Expression of the energy operator in terms of irreducible tensors

While calculating the energy spectra of atoms or ions one ought to be able to find numerical expressions for all terms of the energy operator (e.g. (1.16) or (2.1)) with regard to the wave functions of the system under consideration. The total matrix element of each term of the energy operator in the case of complex electronic configurations will consist of matrix elements, describing the interaction inside each shell (in relativistic case – subshell) of equivalent electrons as well as between these shells. However, as a rule, it is impossible to find directly formulas for the matrix elements of the corresponding operators. For this purpose each operator must be expressed in terms of the so-called irreducible tensors. This will enable us, further on, to find their matrix elements, to exploit very efficiently the mathematical apparatus of the angular momentum theory, second-quantization as well as the methods of the coefficients of fractional parentage (CFP) and the irreducible tensorial operators, composed of the unit tensors.

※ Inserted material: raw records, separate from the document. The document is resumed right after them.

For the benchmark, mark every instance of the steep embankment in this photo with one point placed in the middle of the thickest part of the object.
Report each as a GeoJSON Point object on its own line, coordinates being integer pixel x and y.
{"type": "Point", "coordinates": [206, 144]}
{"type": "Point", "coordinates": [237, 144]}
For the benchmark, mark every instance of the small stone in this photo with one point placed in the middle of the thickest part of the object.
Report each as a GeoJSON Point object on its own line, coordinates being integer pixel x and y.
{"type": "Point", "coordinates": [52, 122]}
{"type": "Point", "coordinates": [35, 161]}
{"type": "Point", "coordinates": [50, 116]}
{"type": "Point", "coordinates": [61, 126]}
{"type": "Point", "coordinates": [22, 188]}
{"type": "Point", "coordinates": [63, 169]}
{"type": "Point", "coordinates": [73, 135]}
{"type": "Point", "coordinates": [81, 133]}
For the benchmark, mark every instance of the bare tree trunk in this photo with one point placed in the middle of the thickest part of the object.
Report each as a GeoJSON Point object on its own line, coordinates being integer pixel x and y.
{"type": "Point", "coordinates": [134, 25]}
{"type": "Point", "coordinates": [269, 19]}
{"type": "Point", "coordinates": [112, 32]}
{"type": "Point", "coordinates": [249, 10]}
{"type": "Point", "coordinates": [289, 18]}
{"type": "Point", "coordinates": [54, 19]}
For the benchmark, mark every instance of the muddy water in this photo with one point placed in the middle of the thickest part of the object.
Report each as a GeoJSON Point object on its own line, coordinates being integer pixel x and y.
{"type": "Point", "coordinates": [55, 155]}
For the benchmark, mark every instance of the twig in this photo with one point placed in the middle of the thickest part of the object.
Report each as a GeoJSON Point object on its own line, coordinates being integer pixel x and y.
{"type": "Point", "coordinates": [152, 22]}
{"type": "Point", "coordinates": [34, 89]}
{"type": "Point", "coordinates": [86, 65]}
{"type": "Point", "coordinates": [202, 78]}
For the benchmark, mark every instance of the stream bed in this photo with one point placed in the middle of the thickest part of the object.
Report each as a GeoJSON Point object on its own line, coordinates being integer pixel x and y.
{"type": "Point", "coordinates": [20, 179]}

In practice, the transformation of any operator to irreducible form means in atomic spectroscopy that we employ the spherical coordinate system (Fig. 5.1), present all quantities in the form of tensors of corresponding ranks (scalar is a zero rank tensor, vector is a tensor of the first rank, etc.) and further on express them, depending on the particular form of the operator, in terms of various functions of radial variable, the angular momentum operator L(1), spherical functions C(k) (2.13), as well as the Clebsch-Gordan and 3nj-coefficients.